Princesse Bari

lecture princesse bari.jpgTitre: Princesse Bari

Auteur: HWANG Sok-yong

Traduit du coréen par Choi Mikkyung et Jean-Noël Juttet

Corée : Changbi Publishing Corp., 2007.
France, Arles : Editions Philippe Picquier, 2013,
251 pages

 

 

 

Petite présentation de l’auteur

Né en 1943 en Mandchourie, où sa famille avait fui l’occupation japonaise, Hwang Sok-yong arrive en Corée en 1945, d’abord au Nord, hwang.jpgpuis au Sud. Il combat les régimes autoritaires qui se succèdent jusqu’à la fin des années 1990, est emprisonné pour ses idées et milite pour la réconciliation des deux Corées. Hwang Sok-yong est l’un des écrivains sud-coréens les plus connus à l’étranger comme dans son pays.
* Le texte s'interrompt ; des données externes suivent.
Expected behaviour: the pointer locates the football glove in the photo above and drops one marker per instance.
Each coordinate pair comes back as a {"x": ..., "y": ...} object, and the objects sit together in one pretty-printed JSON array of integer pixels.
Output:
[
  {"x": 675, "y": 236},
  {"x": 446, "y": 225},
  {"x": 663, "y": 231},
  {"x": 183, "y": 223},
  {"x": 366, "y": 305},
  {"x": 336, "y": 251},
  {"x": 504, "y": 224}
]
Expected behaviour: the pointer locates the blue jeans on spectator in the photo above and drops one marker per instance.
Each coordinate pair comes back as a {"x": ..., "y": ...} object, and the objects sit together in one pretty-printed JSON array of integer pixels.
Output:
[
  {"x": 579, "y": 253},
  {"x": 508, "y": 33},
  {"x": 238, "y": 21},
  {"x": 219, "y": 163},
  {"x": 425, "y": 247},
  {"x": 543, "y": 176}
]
Beaucoup de sujets lui tiennent à cœur en particulier les relations avec la Republique populaire démocratique de Corée (RPDC), la situation politique et sociale de son pays et les conditions de vie des travailleurs, coréens ou migrants.

Son roman

Pour son roman, Princesse Bari, il puise dans les sources anciennes du chamanisme coréen en transfigurant une ancienne légende, celle de Bari, la septième fille du roi. La reine, effrayée par la fureur du roi de ne toujours pas avoir de garçon, décide de l’abandonner. La reine, le roi ainsi que leurs sujets vont tomber malades, c’est alors qu’on leur apprend que leur seul espoir de guérir est d’être sauvé par Bari. Sauvée par le seigneur de la Mer ou bien toutes sortes d’animaux pie, grues, tortues, elle parcourra le monde et traversa de nombreuses épreuves avant de trouver l’eau de vie censée sauver sa famille. Il a transposé ce conte dans un monde chaotique aux prises avec des réalités bien d’aujourd’hui telles que la misère, l’exploitation, le terrorisme, le trafic d’êtres humains, l’immigration ou encore les confrontations culturelles et religieuses.

Synopsis

Princesse Bari conte l’histoire d’une jeune fille, frêle et courageuse, qui fuit la Corée du Nord à la fin des années 1990, se réfugie un moment en Chine avant de traverser l’océan à fond de cale d’un cargo et de débarquer dans un Londres clandestin où se côtoient toutes les langues et religions. Tout au long de son périple, elle affronte seule, avec confiance et obstination, de terribles épreuves. A Londres, Bari gagne sa vie comme masseuse, mais elle ne soigne pas seulement les corps, elle console aussi les âmes. Car Bari a hérité de sa grand-mère des dons de voyance qui lui permettent de voyager dans les rêves et de lire les cauchemars dont souffrent les autres.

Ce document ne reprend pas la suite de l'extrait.